The system includes about 5 miles of new, mostly 8-inch gravity and pressure lines, Martin said Tuesday.

Another commissioners’ work session on the ordinance is planned Feb. 20.

Sequim-area Commissioner Mark Ozias, the commissioners’ chairman, said Tuesday he is confident that the project, designed to eliminate all new Carlsborg-area septic systems after April 1, will be “substantially complete” by that date.

“Substantial completion means that water can be pumped through the system from start to finish,” he said. “It doesn’t necessarily mean all the hookups need to be completed.”

Ozias said he expects the ordinance to be adopted after a public hearing “with whatever changes and edits come forth over the next couple of weeks.”

Once the system is operational, no new septic systems will be allowed for new developments in the area.

Residents and business owners will not be required to connect to the sewer system if they already have properly functioning septic tanks.

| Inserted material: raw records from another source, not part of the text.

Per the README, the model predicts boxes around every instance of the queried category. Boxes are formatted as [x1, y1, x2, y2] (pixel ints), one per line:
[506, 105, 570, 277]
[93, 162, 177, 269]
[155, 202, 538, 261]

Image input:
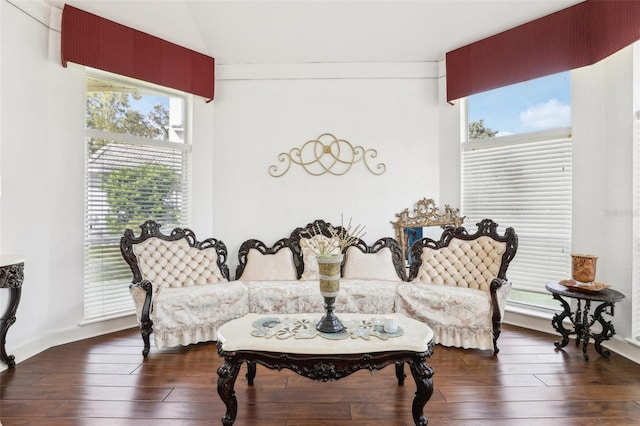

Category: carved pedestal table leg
[591, 302, 616, 357]
[0, 262, 24, 368]
[551, 293, 579, 348]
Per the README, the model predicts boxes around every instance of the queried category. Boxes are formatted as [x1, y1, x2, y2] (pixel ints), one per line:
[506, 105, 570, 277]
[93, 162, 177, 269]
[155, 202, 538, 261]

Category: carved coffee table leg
[218, 358, 242, 426]
[551, 293, 579, 348]
[247, 361, 256, 385]
[396, 362, 407, 385]
[411, 356, 433, 426]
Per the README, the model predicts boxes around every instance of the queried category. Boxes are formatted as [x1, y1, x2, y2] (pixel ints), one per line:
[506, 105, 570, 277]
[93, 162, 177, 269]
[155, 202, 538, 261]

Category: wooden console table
[0, 256, 25, 368]
[217, 313, 433, 426]
[546, 282, 625, 361]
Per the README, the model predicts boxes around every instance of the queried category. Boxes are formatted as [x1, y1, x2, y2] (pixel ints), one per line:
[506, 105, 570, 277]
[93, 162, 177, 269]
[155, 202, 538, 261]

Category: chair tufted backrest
[415, 236, 507, 291]
[133, 237, 227, 288]
[120, 220, 229, 291]
[409, 219, 518, 291]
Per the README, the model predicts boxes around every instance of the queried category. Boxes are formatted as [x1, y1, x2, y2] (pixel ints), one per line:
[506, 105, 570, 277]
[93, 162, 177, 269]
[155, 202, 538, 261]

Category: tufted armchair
[120, 220, 248, 357]
[397, 219, 518, 354]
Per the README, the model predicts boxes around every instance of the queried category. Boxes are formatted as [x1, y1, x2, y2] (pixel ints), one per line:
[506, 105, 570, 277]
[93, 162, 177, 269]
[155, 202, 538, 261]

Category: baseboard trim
[504, 309, 640, 364]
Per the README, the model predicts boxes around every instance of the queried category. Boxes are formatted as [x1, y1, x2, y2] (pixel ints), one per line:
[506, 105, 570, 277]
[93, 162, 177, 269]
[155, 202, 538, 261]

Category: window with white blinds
[84, 75, 191, 321]
[462, 128, 571, 292]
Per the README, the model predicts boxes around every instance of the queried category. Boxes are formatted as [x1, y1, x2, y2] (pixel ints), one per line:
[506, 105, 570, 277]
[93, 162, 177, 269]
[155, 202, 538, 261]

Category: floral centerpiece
[306, 217, 365, 333]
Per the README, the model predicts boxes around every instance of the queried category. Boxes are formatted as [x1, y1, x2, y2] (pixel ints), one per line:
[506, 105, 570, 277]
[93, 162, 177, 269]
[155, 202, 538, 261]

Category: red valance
[61, 4, 215, 101]
[446, 0, 640, 102]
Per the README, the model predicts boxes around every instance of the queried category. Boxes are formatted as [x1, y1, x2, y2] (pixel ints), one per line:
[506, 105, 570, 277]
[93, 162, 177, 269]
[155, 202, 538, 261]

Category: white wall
[571, 46, 633, 337]
[0, 2, 439, 368]
[213, 64, 439, 270]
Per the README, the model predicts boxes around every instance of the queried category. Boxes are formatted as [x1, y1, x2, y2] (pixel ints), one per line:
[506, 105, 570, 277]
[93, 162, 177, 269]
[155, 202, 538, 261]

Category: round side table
[546, 282, 625, 361]
[0, 256, 25, 368]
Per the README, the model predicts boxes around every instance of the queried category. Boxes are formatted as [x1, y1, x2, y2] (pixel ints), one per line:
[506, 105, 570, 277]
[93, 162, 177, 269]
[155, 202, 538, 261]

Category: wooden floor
[0, 326, 640, 426]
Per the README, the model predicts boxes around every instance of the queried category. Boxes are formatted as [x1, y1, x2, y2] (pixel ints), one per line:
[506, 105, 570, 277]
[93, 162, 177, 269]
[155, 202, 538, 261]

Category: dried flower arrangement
[305, 215, 366, 256]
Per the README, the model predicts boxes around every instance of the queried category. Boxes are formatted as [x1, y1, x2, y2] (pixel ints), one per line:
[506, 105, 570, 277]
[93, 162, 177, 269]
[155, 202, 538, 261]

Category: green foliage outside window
[469, 120, 498, 141]
[103, 163, 180, 233]
[86, 91, 181, 234]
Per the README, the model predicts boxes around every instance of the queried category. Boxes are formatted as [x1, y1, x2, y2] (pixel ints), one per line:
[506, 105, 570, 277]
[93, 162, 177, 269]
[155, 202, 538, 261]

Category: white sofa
[396, 219, 518, 354]
[121, 219, 517, 356]
[236, 220, 405, 314]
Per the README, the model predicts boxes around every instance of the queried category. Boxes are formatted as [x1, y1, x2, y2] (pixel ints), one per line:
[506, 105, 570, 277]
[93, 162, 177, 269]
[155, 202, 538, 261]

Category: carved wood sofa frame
[120, 220, 229, 357]
[235, 219, 407, 281]
[408, 219, 518, 355]
[391, 198, 465, 270]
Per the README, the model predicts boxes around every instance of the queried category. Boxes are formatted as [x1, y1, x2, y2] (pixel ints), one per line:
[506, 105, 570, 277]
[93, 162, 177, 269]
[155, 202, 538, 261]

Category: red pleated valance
[61, 5, 215, 101]
[446, 0, 640, 102]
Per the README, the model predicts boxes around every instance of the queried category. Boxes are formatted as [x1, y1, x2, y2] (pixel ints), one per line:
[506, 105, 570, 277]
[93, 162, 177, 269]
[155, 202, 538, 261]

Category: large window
[462, 73, 571, 306]
[84, 72, 191, 321]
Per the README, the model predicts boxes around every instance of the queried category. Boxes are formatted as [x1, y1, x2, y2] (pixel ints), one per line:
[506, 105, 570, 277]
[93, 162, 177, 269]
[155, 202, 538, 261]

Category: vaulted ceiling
[45, 0, 580, 64]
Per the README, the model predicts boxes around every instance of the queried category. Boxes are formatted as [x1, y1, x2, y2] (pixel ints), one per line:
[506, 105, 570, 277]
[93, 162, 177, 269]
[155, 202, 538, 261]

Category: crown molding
[216, 62, 440, 80]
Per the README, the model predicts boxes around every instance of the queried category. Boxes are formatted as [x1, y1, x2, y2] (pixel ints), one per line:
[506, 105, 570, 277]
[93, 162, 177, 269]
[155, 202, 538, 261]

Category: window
[84, 71, 191, 321]
[462, 73, 571, 307]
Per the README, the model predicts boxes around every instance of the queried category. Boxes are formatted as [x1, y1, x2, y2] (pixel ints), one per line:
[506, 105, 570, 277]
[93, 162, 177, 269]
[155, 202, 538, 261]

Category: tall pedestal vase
[316, 254, 344, 333]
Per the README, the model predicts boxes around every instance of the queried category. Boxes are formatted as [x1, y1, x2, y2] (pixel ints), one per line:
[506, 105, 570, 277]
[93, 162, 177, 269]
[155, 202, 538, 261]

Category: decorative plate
[560, 280, 611, 293]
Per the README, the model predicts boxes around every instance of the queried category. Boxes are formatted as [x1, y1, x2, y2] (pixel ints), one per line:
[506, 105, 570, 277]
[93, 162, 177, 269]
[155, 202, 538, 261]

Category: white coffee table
[217, 314, 433, 426]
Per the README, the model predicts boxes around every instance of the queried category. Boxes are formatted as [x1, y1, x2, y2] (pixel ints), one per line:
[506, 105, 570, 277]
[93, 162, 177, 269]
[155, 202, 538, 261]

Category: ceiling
[45, 0, 581, 64]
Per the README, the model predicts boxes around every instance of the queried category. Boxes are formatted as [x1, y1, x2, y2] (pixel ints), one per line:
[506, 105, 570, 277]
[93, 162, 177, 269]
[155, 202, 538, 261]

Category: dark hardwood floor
[0, 326, 640, 426]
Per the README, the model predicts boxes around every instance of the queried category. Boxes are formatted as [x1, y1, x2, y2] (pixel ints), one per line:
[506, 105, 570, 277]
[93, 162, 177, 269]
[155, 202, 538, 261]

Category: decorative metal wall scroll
[269, 133, 387, 177]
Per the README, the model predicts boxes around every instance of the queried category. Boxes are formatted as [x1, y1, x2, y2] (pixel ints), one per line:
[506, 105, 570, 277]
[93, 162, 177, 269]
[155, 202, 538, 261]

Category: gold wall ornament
[269, 133, 387, 177]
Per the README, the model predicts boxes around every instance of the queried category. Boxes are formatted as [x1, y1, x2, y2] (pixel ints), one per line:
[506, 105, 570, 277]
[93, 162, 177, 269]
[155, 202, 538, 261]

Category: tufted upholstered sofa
[396, 219, 518, 354]
[121, 219, 517, 356]
[120, 220, 248, 357]
[236, 220, 405, 314]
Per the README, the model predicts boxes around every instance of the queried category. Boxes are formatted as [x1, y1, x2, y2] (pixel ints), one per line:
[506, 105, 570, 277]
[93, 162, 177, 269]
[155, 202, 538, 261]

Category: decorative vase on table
[571, 254, 598, 283]
[316, 254, 344, 333]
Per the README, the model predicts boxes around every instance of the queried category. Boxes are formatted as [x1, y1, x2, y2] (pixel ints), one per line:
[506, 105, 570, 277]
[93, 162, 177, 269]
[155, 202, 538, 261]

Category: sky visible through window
[468, 71, 571, 136]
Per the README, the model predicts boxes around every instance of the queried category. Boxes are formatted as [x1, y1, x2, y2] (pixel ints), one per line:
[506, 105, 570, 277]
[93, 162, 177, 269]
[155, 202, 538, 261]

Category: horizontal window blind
[462, 129, 571, 292]
[84, 136, 191, 320]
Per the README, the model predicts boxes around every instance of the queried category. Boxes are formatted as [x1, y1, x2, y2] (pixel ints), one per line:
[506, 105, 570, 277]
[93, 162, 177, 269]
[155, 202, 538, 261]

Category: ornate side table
[546, 282, 625, 361]
[0, 256, 25, 368]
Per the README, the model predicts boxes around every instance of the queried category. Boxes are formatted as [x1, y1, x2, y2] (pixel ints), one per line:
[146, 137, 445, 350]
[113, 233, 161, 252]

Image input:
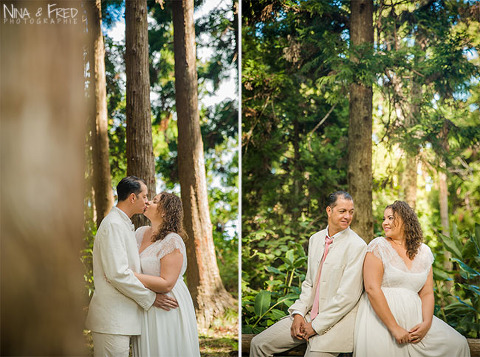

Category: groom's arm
[96, 223, 156, 310]
[311, 242, 367, 335]
[288, 233, 317, 317]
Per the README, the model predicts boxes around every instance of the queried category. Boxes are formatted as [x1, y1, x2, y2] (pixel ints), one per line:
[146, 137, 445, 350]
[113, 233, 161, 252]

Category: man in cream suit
[250, 191, 367, 357]
[86, 176, 178, 357]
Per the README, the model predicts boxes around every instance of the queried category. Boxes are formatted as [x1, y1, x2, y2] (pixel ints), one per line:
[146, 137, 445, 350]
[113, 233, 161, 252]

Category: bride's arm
[135, 249, 183, 293]
[363, 252, 409, 343]
[409, 268, 435, 343]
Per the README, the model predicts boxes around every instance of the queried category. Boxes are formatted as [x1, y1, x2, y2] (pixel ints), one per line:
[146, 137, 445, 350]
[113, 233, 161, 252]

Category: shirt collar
[325, 226, 350, 239]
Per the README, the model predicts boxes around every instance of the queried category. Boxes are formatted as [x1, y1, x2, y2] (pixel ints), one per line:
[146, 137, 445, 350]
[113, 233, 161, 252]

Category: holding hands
[290, 314, 317, 341]
[392, 322, 430, 345]
[408, 321, 431, 343]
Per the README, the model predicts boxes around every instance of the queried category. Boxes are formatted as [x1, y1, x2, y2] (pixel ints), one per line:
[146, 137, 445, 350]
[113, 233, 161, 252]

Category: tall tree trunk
[403, 79, 422, 210]
[172, 0, 233, 328]
[125, 0, 156, 227]
[438, 121, 453, 291]
[0, 1, 90, 356]
[92, 0, 113, 227]
[404, 32, 426, 210]
[347, 0, 373, 242]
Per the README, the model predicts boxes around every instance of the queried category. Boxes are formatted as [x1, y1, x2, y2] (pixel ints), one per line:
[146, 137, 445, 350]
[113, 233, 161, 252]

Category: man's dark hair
[117, 176, 147, 201]
[327, 191, 353, 208]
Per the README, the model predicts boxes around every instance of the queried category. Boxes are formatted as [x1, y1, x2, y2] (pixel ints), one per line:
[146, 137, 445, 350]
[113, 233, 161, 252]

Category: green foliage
[242, 241, 307, 333]
[433, 224, 480, 338]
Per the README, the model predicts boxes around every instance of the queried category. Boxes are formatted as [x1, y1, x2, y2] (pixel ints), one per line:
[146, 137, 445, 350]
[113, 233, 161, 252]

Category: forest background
[242, 0, 480, 338]
[82, 1, 239, 355]
[0, 0, 239, 356]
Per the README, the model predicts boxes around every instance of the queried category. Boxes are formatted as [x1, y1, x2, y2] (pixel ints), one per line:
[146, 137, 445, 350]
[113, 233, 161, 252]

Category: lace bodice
[367, 237, 433, 292]
[135, 226, 187, 279]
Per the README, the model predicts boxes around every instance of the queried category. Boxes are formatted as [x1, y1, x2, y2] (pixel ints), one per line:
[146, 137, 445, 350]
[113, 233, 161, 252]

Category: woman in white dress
[133, 192, 200, 357]
[354, 201, 470, 357]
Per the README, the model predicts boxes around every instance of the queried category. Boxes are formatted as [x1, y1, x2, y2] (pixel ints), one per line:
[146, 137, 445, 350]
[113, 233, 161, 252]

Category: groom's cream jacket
[289, 227, 367, 352]
[86, 207, 156, 335]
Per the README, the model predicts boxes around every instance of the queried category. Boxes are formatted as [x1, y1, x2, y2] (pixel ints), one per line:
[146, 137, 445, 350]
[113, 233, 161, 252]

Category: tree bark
[347, 0, 373, 242]
[438, 122, 453, 291]
[0, 1, 86, 356]
[172, 0, 233, 328]
[92, 0, 113, 227]
[125, 0, 156, 227]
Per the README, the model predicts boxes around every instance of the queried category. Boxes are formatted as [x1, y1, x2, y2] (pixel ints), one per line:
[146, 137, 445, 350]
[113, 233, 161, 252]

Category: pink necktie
[310, 235, 333, 320]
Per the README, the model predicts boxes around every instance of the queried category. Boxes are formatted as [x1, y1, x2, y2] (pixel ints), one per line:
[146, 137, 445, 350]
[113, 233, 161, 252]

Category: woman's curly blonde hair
[152, 192, 188, 242]
[385, 201, 423, 260]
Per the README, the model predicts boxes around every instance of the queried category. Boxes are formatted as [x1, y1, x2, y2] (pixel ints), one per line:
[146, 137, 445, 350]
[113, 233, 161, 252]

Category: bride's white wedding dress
[354, 237, 470, 357]
[133, 227, 200, 357]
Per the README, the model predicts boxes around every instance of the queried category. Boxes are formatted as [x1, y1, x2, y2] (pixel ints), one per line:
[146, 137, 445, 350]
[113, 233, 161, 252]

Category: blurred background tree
[242, 0, 480, 337]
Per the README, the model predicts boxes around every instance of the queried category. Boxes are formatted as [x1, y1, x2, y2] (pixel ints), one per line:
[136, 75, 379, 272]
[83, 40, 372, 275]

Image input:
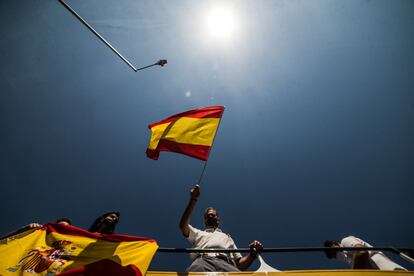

Meggan Uecker, county solid waste coordinator, said Monday that 47.5 ERUs are signed up.

She told commissioners she “expects there to be sort of a rush” as April 1 approaches.

Uecker said a mailer is going out to Carlsborg residents about the project and county officials will be at the North Peninsula Building Association Building, Remodeling and Energy Expo, set for Feb. 18-19 at Sequim High School, to discuss the project.

Martin said he expects 100 customers will be signed up by April 1.

The estimated cost to be part of the new sewer system is $2,600, including the homeowner’s cost for that portion of the sewer line from the home to the property line, the cost of decommissioning the septic system and a $500 connect fee.

“It looks like with all the people we’ve been talking to that have either said they are going to connect or are just trying to figure out the details of where to put the connections and stuff, it looks like there will be enough of those to probably be around 100 when we start service,” Martin said Tuesday.

“The more customers we have, the better off we are.

“We need a certain amount of flow in lines to keep stuff moving.”